Is it worth it all the hard work and labor that is put into knowing where my food comes from?  My answer, a resounding ABSOLUTELY!

And I am not the only one that feel this way.  A very dear friend of mine, Mrs. Tangi Wheet, feels the same way.  As a matter of fact, she is the inspiration for this post.

Tangi

She writes …..

Is gardening worth it? Can you put a price on knowing where your food comes from?

Well, for kicks and giggles, let’s do a little math.   I will not count labor, because I don’t know how long I have spent out there, but I enjoy it so much, that “labor” is way too severe of a word.
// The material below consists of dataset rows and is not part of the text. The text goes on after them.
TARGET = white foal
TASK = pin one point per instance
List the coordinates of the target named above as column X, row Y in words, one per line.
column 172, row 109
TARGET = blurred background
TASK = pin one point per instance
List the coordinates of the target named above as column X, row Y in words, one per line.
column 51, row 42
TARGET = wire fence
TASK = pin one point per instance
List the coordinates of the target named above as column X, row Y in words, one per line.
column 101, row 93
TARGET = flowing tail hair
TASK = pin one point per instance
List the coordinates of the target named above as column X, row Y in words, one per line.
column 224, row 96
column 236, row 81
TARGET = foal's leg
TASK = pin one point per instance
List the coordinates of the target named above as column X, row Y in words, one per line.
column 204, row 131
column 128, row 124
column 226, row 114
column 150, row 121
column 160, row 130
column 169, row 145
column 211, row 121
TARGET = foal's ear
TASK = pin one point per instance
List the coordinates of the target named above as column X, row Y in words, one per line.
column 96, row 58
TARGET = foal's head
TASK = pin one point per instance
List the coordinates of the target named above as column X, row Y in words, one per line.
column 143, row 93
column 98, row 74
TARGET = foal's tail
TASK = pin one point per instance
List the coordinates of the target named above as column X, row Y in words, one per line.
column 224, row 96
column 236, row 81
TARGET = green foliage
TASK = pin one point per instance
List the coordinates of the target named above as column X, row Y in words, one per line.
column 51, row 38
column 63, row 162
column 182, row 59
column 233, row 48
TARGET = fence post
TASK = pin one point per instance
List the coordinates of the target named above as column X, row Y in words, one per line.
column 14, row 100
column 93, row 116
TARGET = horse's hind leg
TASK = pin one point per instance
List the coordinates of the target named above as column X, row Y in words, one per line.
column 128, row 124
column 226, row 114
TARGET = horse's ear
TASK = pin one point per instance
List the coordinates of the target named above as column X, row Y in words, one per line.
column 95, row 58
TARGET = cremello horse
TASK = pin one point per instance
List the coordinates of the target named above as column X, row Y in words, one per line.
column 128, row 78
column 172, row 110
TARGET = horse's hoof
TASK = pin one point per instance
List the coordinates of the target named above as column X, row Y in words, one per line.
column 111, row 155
Actually, for me it would be therapy, so that’s MORE savings, right? What is therapy running?  $100 an hour?

Anyway– We put in $42.36 into our garden.  That includes seeds, tomato plants, jute string, and weed barrier.

To date, we have picked close to 300 lbs of organic produce from it.   Just this morning I have picked 32.8 lbs of organic tomatoes that would have cost us about $60 at market or grocery store.

Is gardening worth it?   At the Wheetshire, without a doubt!

Here are a few pics of her beautiful garden and her bountiful harvest.

Tangi garden

Tangi basket

Tangi veggies

Tangi is a beautiful, talented, Christian woman (whom also happens to have a green thumb) and I am proud to call her my Sister-in-Christ!

Hopefully, I will be able to share more of her talent in the very near future.